We report a 42‐year‐old Japanese man with an unusual autosomal recessive genodermatosis. The clinical features comprised normal skin at birth, loss of scalp hair at 3‐months of age after a febrile illness, progressive nail dystrophy during infancy, palmoplantar keratoderma starting around the age of 18 years and trauma‐induced skin fragility and blisters noted from the age of 20 years. Skin biopsy of rubbed non‐lesional skin revealed widening of spaces between adjacent keratinocytes from the suprabasal layer upwards. Electron microscopy demonstrated a reduced number of hypoplastic desmosomes.
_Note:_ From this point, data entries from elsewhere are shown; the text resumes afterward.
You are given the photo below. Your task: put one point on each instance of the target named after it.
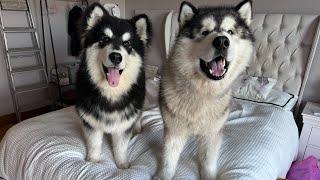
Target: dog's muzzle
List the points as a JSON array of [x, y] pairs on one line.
[[216, 68]]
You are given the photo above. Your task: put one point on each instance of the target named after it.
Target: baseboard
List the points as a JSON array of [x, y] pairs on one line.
[[8, 119], [11, 118]]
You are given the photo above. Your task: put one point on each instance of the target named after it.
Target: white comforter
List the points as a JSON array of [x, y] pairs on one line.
[[260, 142]]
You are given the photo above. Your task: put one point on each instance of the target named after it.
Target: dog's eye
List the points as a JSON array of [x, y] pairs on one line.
[[230, 32], [126, 43], [205, 33], [104, 41]]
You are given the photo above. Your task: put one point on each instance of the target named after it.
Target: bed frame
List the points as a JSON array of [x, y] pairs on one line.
[[285, 46]]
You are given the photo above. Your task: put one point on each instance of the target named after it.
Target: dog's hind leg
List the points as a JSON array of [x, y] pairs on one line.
[[120, 142], [209, 146], [173, 146], [94, 139]]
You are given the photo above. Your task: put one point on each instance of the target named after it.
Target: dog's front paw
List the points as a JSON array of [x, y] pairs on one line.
[[205, 175], [93, 159], [137, 127], [157, 177], [124, 165]]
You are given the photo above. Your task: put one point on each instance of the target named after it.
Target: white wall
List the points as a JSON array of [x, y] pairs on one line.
[[272, 6]]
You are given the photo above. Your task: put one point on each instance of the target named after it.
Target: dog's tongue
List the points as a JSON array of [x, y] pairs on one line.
[[113, 77], [217, 67]]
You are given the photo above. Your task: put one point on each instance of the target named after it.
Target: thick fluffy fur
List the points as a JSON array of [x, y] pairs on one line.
[[104, 108], [193, 102]]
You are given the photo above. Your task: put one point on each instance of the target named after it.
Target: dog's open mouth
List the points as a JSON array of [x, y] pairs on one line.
[[113, 75], [215, 69]]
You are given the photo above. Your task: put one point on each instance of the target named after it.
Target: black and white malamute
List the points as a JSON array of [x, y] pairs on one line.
[[111, 80], [213, 47]]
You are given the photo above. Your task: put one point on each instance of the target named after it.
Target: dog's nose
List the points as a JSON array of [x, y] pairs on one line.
[[115, 58], [221, 43]]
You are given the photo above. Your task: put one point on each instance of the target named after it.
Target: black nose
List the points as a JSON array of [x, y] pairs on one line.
[[221, 43], [115, 58]]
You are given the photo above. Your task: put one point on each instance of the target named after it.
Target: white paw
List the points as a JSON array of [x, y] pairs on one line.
[[93, 159], [157, 177], [137, 129], [123, 165], [207, 175]]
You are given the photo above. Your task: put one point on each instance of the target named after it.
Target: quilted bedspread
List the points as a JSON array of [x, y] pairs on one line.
[[259, 142]]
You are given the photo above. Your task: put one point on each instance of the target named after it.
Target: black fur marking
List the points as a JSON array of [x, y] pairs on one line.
[[86, 125], [129, 131], [218, 13], [90, 100]]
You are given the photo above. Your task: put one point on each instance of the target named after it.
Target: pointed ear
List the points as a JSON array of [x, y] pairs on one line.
[[143, 28], [93, 14], [187, 11], [245, 10]]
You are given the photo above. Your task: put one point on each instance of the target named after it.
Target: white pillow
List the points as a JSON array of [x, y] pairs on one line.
[[277, 98], [250, 87]]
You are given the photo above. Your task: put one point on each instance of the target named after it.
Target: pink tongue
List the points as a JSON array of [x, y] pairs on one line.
[[113, 77], [217, 68]]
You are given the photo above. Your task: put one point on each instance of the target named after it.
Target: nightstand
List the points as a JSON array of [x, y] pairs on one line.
[[309, 143]]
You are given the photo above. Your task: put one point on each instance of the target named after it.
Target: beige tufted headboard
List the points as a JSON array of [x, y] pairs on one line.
[[284, 47]]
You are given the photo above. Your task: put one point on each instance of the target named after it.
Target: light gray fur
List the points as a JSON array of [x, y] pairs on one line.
[[194, 105]]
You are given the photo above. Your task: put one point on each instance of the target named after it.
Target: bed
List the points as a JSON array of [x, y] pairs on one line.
[[260, 140]]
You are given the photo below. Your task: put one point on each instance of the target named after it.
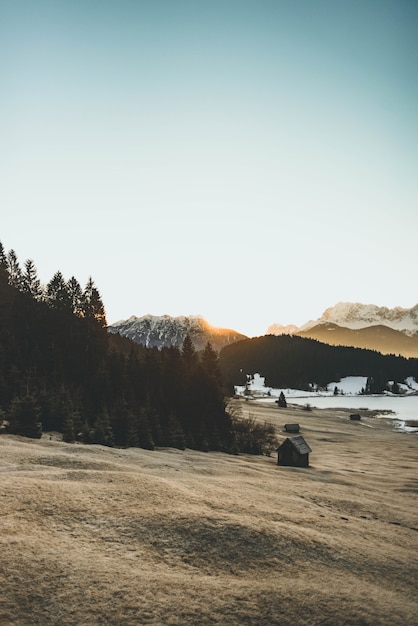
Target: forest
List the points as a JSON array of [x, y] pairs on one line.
[[60, 370], [297, 362]]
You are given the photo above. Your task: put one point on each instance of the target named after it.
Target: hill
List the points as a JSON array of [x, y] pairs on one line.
[[377, 337], [165, 331], [292, 361], [389, 331], [94, 535]]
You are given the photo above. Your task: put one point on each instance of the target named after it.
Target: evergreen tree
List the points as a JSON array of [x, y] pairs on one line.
[[14, 270], [282, 400], [24, 417], [189, 356], [30, 281], [92, 305], [75, 296], [4, 273], [57, 295], [102, 431]]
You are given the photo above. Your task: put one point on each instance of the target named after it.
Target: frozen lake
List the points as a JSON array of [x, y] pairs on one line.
[[405, 407]]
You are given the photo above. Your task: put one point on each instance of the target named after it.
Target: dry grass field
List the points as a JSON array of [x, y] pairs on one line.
[[92, 535]]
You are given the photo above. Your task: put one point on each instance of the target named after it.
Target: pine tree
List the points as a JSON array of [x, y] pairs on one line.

Immunohistochemical labeling showed a reduction in intercellular staining for the desmosome component plakophilin 1. Mutation analysis revealed a homozygous intron 11 donor splice site mutation in the plakophilin 1 gene, 2021+1 G>A (GenBank no. Z34974). RT‐PCR, using RNA extracted from the skin biopsy, provided evidence for residual low levels of the full‐length wild‐type transcript (∼8%) as well as multiple other near full‐length transcripts, one of which was in frame leading to deletion of 17 amino acids from the 9th arm‐repeat unit of the plakophilin 1 tail domain. Thus, the molecular findings help explain the clinical features in the patient, who has a similar but milder phenotype to previously reported patients with skin fragility‐ectodermal dysplasia syndrome associated with complete ablation of plakophilin 1 (OMIM 604536). This new ‘mitis’ phenotype provides further clinicopathological evidence for the role of plakophilin 1 in keratinocyte cell–cell adhesion and ectodermal development.